After they left, we had a good day of errands. Headed to the east side to Gordon Food Service where I was able to really load up on fruits - particularly frozen whole and sliced strawberries, blueberries, blackberries. They were sampling preboiled/peeled eggs - and I love hard boiled eggs. They have a May expiration date and I think I can get through them before then - so, I got a box. Jill got some cookie dough and we picked up some meat ravioli to try. It was a good food day.

I learned from Dana about how libraries now apparently offer downloads of books that I can put on my new netbook and listen to the book with headphones. I have been having difficulty focusing on reading and haven't read a fiction book since chemo. I think listening to the book might be a good option. But, I found out that my library card wasn't good any longer - been a while. So, we also went to the library today and got me a new card. Then, this afternoon, I went to the library website and started the process to be able to download a couple books. We'll see how it works out - I am hopeful.

Thursday, April 2, 2009

Jill

I decided that today's post should be about Jill's status since mine is pretty much same old same old.

Jill visited her amyloidosis doc today after having given the usual blood and body fluids for tests. This was her first update since mid-December. And, thank goodness, the news is that she continues to be stable. Happily, on a day to day basis, she is doing well and that sure is nice since she sometimes needs to help me with stuff.
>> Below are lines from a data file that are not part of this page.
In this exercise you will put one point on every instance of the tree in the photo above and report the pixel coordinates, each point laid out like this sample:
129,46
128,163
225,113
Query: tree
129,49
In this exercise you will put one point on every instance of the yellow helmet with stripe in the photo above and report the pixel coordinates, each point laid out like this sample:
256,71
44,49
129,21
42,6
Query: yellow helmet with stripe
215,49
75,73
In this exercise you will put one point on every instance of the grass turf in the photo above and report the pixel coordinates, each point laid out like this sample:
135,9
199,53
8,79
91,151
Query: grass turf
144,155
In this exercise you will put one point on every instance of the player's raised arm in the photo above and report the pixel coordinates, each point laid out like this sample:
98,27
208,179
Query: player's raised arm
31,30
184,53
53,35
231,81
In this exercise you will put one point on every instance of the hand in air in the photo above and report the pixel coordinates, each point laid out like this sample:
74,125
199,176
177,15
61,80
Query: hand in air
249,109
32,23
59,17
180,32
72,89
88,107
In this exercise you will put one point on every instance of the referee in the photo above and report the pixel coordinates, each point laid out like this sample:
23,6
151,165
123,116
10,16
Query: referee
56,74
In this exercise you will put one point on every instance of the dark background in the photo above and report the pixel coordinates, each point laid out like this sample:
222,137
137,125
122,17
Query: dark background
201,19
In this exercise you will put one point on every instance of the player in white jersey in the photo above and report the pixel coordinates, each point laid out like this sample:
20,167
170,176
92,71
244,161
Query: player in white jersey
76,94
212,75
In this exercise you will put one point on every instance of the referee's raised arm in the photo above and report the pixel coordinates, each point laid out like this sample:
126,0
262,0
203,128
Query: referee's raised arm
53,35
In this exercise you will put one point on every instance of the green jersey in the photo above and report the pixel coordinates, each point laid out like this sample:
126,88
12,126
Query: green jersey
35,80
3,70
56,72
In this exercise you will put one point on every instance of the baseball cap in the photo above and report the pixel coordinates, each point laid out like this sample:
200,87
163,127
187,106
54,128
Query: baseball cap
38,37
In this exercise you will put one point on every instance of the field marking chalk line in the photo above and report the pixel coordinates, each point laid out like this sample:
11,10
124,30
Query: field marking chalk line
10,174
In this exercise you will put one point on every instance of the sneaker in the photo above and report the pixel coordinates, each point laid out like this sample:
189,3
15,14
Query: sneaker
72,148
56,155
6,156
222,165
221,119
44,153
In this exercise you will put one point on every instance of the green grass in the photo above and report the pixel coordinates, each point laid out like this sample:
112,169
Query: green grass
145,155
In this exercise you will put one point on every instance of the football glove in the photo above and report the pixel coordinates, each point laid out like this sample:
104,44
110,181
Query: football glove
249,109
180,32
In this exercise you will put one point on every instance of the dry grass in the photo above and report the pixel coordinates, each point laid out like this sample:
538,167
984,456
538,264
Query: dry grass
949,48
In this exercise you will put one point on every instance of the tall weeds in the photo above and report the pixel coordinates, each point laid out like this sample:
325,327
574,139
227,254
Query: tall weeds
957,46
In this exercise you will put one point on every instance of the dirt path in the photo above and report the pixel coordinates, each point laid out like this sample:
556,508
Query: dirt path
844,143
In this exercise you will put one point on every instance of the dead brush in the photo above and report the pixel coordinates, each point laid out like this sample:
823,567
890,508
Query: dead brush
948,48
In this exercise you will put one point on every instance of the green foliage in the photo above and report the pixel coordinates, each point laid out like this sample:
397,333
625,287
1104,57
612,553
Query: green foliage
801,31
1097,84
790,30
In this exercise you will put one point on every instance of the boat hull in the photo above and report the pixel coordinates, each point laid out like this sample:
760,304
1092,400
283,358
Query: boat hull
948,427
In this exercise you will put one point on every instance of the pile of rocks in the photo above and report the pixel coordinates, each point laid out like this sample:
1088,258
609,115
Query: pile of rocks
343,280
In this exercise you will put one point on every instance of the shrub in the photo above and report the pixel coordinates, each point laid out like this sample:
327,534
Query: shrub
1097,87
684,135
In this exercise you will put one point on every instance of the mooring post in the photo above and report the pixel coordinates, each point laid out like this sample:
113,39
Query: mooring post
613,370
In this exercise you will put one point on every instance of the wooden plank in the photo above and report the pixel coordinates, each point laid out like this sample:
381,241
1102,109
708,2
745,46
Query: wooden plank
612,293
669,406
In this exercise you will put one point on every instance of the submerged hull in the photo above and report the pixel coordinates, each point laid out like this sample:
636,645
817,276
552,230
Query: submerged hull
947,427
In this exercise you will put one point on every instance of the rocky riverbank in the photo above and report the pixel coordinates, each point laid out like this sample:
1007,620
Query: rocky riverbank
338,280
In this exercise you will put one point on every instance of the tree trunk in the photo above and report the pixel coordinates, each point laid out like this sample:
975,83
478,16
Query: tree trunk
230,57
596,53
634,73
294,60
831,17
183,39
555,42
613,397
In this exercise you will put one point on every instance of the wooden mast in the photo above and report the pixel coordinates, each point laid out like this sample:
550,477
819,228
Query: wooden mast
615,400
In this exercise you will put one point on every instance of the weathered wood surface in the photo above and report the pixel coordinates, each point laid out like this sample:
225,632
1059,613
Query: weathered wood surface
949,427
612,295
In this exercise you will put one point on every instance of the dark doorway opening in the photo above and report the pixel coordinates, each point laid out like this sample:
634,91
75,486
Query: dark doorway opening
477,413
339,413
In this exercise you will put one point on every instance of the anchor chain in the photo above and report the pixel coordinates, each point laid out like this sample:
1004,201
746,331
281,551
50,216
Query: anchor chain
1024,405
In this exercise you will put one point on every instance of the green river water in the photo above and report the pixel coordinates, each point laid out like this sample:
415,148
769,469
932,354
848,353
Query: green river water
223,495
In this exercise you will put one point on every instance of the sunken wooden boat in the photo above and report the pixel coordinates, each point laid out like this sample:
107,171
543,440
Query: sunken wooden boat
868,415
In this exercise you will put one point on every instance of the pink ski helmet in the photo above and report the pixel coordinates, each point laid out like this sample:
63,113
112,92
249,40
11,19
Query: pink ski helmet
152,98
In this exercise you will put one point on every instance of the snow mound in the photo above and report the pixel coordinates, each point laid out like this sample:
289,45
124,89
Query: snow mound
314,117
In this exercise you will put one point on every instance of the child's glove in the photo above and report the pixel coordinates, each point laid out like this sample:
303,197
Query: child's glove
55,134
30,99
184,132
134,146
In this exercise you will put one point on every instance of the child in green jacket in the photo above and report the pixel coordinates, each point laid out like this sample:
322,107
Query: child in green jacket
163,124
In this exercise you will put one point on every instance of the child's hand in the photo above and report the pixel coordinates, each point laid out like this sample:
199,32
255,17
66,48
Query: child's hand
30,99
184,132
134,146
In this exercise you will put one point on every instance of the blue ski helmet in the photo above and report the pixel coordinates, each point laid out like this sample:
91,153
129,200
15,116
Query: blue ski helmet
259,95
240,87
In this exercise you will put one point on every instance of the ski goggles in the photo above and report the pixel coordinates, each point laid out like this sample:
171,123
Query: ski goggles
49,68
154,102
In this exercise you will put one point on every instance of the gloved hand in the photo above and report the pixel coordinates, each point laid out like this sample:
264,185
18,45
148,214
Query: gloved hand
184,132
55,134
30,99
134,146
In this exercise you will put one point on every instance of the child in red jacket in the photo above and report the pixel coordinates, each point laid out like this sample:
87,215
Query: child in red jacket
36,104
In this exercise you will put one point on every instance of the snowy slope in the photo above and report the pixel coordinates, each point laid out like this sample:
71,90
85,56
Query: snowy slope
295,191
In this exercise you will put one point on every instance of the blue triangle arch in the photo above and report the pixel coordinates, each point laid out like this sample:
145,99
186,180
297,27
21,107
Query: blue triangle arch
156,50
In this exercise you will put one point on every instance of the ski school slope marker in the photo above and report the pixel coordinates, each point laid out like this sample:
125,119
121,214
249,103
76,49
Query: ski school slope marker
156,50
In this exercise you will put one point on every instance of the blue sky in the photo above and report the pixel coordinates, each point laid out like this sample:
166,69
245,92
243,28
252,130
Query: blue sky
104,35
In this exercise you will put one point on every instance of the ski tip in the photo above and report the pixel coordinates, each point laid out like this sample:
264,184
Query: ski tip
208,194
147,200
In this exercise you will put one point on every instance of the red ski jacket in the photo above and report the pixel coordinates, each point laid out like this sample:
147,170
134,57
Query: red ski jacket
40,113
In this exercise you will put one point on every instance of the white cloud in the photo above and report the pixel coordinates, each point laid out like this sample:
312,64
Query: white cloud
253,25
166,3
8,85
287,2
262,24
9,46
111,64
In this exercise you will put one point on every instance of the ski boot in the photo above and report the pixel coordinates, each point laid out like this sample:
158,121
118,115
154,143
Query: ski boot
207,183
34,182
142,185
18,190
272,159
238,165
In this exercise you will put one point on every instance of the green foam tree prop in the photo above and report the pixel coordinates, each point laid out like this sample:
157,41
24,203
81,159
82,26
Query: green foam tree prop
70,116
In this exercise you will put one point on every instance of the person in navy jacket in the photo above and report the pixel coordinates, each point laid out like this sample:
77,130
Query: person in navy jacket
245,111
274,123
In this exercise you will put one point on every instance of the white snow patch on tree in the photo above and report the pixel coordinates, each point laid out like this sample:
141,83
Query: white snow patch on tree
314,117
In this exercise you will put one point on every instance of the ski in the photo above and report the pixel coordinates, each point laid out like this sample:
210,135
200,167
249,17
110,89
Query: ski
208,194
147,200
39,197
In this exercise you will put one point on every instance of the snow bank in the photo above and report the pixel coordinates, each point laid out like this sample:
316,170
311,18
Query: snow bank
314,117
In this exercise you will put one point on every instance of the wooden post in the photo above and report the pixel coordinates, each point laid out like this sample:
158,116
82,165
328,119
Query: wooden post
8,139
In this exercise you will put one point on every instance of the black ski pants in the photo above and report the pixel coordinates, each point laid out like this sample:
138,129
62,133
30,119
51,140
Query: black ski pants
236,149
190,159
Re: her kidneys, obviously she continues to be in stage IV kidney failure; but, that has now been the case for around 3 years. Every time she sees her kidney doc, they seem to think it might be time to prepare her to start dialysis. And, every time it turns out that she doesn't need dialysis yet. Apparently, at her last visit, the various blood measurements that they use to determine kidney function are still about the same as they were 3 years ago.

I firmly believe that her strict monitoring of sodium, phosphorus and potassium have kept her hanging on at her current kidney status. She doesn't even pay attention to what her daily allowances are for this things - she focusses on simply taking in none.

So...in my daily routine of dealing with elephant ankles, thrush in my mouth and throat, and other minor irratants, Jill keeps hanging in there and doing well. What luck and what a break for me!!